Casualties and losses
- 600 killed or wounded: 2,200 killed or wounded

= Battle of Forano =

Battle of the Third Coalition

The Battle of Forano took place during the War of the Third Coalition on 2 November 1805 which saw a decisive French victory by the Armée d'Italie under the command of Marshal André Masséna and General Jean-Baptiste Solignac over the Austrian troops led by Major general Karl Hillinger.

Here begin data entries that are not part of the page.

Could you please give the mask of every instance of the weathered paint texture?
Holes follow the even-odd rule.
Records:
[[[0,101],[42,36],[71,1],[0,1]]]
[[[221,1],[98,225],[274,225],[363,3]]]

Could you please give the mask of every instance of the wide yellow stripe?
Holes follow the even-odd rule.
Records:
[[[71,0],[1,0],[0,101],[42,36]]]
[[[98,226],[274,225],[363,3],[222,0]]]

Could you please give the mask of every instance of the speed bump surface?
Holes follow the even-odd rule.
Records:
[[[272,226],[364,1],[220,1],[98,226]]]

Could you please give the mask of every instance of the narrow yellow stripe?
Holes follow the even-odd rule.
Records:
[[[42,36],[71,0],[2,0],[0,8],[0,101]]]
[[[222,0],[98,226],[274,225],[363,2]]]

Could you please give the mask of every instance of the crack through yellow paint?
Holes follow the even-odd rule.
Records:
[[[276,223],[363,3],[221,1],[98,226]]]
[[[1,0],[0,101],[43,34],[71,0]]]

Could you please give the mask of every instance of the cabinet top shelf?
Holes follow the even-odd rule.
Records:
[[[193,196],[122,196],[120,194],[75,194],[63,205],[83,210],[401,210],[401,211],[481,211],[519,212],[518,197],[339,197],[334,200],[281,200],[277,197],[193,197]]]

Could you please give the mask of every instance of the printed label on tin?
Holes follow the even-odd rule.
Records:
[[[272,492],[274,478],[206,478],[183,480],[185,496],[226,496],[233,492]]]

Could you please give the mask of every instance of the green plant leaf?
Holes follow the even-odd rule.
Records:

== Pre-Battle Situation ==
Following the Austrian defeat at the Battle of Caldiero on 30 October 1805, the French Armée d'Italie were in pursuit of the Austrian Army. Before a small Austrian force under the command of Major general Karl Hillinger decided to strike back at the French Army.

== The Battle ==
A detachment of the Austrian Army under the command of Major general Karl Hillinger, tried to attack the left flank of the pursuing French Army near the village of Forano 12 miles North of Caldiero in order to break their momentum and possibly spilt their forces so it would be easier for the fleeing Austrians to reorganize and possibly launch a counterattack against the split French forces. However, General Hillinger advanced too fast towards the French flank which caused him to break away too far from the main Austrian force and left his small force vulnerable to the French attacks. The French Army under the command of General Jean-Baptiste Solignac quickly engaged in combat with the Austrian force, who soon became disorganized as there was little coordination between the Austrian units. This let to the complete collapse of the Austrian chain of command and the better organized French subsequently were able to inflict a great deal of casualties to the Austrian force, which let to the retreat of the Austrians after having lost more than half their men.

== Aftermath ==
The battle resulted in a clear French victory with 600 French soldiers killed or wounded, in comparison to the Austrians 2,200 casualties. This battle let to the Caldiero pursuit where the French Army chased the Austrian Army out of Italy, which set the ground for the French conquest of Italy.